18:29:43 <SumitNaiksatam> yeah, or any others in the future
18:30:12 <SridarK> SumitNaiksatam:  so u mean that the keyspecs is just a string
18:30:13 <SumitNaiksatam> perhaps, the key specs can be defined as constants in the attributes module
18:30:19 <RajeshMohan> SumitNaiksatam: I am ok with that - I did this foe flexibility (as you mentioned)
18:30:38 <SumitNaiksatam> the key specs is optional right?
18:30:46 <RajeshMohan> SumitNaiksatam: Yes
18:31:03 <SumitNaiksatam> so i was thinking that we don't use it
18:31:32 <SumitNaiksatam> instead always check against a fixed list of strings (routers, networks, subnets, ports)

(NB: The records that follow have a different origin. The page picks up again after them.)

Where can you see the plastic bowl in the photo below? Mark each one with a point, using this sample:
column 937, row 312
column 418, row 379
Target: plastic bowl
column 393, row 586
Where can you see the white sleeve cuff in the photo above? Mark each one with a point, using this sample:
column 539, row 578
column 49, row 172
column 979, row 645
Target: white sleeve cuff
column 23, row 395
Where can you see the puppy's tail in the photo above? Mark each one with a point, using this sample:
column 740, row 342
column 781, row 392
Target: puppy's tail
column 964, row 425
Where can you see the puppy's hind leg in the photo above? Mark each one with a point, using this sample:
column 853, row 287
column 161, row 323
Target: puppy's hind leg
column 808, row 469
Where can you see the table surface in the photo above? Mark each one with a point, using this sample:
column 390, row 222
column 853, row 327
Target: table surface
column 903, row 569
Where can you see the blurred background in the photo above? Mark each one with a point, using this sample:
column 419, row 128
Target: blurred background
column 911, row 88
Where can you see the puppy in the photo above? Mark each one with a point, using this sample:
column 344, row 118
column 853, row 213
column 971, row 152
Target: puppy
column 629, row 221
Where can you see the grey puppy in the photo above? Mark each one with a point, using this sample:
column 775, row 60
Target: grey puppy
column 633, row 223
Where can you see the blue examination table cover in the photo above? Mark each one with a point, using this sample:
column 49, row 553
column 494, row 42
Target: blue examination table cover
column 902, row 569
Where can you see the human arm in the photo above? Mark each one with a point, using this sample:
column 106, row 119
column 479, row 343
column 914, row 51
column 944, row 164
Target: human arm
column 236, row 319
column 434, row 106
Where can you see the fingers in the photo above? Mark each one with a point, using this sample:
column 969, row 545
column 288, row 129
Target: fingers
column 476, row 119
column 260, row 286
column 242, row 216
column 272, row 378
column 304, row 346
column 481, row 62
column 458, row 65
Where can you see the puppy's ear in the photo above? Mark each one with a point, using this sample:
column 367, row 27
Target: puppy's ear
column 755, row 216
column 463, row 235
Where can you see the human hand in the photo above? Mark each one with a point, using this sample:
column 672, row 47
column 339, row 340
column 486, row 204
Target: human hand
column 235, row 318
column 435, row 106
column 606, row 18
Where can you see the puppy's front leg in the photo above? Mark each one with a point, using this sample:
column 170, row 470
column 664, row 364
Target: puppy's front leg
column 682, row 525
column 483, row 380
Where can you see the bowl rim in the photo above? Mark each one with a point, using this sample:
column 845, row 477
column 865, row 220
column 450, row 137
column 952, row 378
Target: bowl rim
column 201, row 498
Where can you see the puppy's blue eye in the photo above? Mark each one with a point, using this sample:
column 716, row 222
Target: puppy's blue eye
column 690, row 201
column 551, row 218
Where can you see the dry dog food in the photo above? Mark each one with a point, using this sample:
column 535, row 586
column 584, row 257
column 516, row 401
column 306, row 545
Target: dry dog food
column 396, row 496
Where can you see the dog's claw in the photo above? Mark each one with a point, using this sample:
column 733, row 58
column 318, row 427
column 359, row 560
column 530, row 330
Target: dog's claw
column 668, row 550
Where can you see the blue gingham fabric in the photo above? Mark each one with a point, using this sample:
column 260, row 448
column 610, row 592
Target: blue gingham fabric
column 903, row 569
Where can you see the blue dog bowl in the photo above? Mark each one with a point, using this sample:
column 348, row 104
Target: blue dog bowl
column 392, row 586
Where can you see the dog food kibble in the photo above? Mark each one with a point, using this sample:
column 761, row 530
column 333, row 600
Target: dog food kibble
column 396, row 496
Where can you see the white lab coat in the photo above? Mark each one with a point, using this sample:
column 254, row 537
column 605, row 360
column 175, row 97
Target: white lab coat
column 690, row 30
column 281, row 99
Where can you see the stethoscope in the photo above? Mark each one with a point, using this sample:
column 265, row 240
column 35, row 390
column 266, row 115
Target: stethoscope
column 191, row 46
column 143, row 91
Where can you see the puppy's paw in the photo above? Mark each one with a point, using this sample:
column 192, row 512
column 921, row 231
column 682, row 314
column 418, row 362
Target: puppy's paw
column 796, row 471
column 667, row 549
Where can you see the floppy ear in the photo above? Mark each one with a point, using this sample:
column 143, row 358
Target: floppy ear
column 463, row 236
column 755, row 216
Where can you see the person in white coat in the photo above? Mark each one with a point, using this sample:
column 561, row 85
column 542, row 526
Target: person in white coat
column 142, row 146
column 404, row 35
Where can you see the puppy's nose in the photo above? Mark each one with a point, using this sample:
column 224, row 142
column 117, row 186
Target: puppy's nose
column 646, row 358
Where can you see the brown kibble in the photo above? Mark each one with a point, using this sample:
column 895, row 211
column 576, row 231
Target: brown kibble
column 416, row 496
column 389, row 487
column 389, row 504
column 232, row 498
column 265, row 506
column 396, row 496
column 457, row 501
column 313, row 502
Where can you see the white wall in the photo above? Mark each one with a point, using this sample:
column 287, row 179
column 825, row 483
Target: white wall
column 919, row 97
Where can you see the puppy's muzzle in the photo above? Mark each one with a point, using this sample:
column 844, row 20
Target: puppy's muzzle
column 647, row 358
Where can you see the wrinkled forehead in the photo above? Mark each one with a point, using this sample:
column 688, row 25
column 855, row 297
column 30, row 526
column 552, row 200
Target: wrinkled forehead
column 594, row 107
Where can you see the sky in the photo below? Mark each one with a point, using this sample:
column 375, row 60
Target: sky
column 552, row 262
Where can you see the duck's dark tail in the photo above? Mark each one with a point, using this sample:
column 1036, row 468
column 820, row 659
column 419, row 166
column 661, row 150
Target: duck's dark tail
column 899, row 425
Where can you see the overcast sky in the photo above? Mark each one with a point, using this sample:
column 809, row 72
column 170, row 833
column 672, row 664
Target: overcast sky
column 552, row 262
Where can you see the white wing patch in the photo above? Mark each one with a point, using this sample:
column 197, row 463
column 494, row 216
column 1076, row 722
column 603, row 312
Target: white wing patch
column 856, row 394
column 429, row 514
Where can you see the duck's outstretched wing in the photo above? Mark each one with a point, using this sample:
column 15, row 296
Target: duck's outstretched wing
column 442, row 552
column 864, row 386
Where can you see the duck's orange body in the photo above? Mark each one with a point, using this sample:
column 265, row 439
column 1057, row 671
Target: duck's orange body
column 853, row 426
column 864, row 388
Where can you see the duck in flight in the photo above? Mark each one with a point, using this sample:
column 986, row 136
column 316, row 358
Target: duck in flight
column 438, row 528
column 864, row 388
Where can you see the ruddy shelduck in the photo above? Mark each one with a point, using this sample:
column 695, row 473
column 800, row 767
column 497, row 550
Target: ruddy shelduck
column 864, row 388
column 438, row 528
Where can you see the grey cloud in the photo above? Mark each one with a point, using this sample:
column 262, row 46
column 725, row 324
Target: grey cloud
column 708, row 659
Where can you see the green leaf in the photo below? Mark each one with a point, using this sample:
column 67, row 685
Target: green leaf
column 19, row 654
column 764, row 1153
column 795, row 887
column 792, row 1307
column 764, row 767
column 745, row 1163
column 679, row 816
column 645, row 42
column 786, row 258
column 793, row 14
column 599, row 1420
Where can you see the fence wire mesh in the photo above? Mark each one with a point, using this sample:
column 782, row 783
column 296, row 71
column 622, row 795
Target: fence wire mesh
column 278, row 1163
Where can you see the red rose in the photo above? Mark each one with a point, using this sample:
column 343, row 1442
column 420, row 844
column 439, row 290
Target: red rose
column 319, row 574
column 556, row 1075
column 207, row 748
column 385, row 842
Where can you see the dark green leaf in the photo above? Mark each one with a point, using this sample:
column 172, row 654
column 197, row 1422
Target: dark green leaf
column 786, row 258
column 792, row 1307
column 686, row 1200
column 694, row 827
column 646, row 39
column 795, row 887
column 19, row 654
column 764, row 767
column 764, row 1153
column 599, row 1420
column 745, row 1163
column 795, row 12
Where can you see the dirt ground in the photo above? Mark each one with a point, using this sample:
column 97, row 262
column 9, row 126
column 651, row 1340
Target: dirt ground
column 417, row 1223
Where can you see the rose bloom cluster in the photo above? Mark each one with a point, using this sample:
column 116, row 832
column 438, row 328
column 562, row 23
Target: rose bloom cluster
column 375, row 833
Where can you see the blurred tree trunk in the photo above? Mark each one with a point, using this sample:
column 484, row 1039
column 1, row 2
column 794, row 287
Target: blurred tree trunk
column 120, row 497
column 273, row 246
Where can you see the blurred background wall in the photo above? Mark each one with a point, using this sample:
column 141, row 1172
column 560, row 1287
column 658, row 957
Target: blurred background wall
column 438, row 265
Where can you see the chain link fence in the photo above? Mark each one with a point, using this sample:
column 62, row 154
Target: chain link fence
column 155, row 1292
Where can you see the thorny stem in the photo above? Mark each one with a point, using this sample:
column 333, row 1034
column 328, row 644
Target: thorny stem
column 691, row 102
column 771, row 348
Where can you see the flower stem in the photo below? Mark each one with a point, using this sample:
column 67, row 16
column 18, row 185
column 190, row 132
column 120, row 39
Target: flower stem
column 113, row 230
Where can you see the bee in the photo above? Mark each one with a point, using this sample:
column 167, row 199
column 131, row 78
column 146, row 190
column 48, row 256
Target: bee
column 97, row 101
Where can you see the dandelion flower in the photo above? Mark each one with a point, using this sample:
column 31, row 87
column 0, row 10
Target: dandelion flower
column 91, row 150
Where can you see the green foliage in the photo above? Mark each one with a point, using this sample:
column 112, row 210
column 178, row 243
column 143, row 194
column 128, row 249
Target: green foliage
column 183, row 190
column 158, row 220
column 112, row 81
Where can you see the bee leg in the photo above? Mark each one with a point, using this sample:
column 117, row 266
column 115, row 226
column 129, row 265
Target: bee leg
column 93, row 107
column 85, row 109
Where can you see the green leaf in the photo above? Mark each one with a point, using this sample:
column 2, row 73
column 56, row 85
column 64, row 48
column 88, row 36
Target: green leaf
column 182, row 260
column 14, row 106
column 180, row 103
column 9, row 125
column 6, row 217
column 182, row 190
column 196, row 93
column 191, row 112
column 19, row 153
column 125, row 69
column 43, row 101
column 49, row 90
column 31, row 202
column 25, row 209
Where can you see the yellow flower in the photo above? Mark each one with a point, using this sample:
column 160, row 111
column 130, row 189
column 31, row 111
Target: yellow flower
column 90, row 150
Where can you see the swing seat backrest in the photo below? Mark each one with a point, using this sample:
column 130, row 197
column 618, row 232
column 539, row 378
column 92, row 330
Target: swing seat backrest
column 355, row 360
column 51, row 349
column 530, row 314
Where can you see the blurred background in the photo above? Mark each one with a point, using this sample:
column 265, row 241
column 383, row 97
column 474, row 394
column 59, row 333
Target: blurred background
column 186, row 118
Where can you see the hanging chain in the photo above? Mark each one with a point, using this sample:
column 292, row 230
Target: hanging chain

18:31:36 <RajeshMohan> SumitNaiksatam: I thought -not requiring to change attribute file - will be a good thing
18:31:49 <RajeshMohan> SumitNaiksatam: but if you think it helps in reviews, I can make the change
18:32:23 <SumitNaiksatam> RajeshMohan: at this point i am not sure what others think, i am coming from the perspective of there being a standard contract for all services
18:32:46 <SumitNaiksatam> it makes it easier from the user's standpoint to understand the semantics
18:33:47 <SumitNaiksatam> do you guys agree?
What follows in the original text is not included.